MogileFS is a Filesystem…But Different
So what is the purpose behind using MogileFS? And are there other good options? MogileFS is simply a system for storing data. For those of you out there that are Windows users, you probably use the FAT filesystem or the NTFS filesystem to store your documents, photos, etc. Linux users commonly use ext3 or a large variety of other filesystems to store their files. MogileFS is very much like that. It is a filesystem.
However, MogileFS is not intended for typical filesystem usage for a few reasons. For starters, it is not a POSIX compliant filesystem. You can’t format a partition of your hard drive as MogileFS. There is a FUSE library out there that makes MogileFS seem more like a normal filesystem, but it is experimental and it not how MogileFS is typically used.
Another reason MogileFS is not typical is that there is no such thing as a directory structure. Files are stored using keys. You simply choose a key (or identifier) for the file and store it using that. There is a little more structure to it than that, which we will discuss later, but that is the gist of it.
MogileFS Protects Against Data Loss and Data Unavailability
What MogileFS is good for is protecting data from being lost and from being unavailable. A good starting point for comparison here is RAID. If you are not familiar with RAID, it is a way of storing data across multiple hard drives on a system so that if one of the hard drives fails, you don’t lose any data. RAID will therefore protect you from data loss, however if you are using this RAID to server images for a website and the entire server goes down, you won’t lose any data, but your images won’t be available until you get the server back up.

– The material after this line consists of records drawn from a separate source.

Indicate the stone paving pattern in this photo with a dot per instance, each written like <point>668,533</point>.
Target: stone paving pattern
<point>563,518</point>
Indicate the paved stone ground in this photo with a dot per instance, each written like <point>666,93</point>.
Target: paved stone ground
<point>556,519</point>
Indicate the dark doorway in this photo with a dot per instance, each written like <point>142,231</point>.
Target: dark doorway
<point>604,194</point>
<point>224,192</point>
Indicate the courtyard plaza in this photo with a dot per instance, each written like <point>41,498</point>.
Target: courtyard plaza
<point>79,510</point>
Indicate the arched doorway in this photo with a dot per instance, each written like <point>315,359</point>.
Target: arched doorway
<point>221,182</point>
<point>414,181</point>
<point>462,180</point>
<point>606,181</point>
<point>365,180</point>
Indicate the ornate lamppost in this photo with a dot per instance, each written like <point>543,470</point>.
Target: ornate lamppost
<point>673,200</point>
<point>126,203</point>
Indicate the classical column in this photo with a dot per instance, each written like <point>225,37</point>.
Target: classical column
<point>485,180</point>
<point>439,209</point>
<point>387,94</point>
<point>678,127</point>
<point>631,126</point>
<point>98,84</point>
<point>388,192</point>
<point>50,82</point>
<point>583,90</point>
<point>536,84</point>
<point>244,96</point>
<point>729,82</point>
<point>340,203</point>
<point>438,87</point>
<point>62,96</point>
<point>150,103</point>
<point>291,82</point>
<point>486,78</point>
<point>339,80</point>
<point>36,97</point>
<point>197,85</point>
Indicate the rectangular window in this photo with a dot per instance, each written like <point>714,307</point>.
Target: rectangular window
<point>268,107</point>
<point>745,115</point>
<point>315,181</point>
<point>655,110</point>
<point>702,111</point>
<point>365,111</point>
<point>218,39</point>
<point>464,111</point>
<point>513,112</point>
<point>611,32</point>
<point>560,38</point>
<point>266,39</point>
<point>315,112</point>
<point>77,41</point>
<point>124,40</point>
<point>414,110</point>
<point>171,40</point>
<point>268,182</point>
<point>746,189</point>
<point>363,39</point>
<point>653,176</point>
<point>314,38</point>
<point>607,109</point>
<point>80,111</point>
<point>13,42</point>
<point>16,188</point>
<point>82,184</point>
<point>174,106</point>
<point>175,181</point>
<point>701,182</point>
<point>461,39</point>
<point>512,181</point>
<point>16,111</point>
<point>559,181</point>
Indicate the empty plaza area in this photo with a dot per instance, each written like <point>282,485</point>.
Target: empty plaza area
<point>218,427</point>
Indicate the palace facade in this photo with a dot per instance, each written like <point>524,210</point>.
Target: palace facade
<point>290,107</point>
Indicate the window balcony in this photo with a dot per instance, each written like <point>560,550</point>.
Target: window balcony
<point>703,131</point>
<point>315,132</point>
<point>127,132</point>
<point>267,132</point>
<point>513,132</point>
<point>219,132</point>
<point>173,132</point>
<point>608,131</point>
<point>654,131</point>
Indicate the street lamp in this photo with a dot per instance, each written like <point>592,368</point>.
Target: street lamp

MogileFS protects your data by storing it on multiple disks that can be located on different servers. When a file is retrieved, one server is tried. If that server fails, another server is tried. In this way, you can have a hard disk fail or even a whole server fail and you won’t lose any data or have any down time. Beautiful, isn’t it?
How MogileFS Works
MogileFS accomplishes this in about as simple a manner as I can think of, which I appreciate. Simple is usually better and more dependable. More moving parts provide more opportunities for failure. MogileFS uses three main applications which work together: the storage daemons, the tracker daemons and the clients. I refer to each of these in plural because you can have as many of each of them as you would like, although only having one of each of them is possible as well.
First off, if you don’t know what a daemon is, you’re probably going to get confused in a hurry. In windows a daemon is usually called a service. Basically, it is just something that always runs in the background, as opposed to an application that you open to use and close when you are done. The storage and tracker daemons must be daemons because they must always be running and ready to receive instructions or commands.
The storage daemons are somewhat dumb. They are either given a file to store or asked to retrieve a file. The tracker daemons are the brains of the operation. They track which files exist on which storage daemons and make sure they are replicated the right number of times (we’ll about how to set this next). The client works with the trackers and the storage daemons to save and retrieve files.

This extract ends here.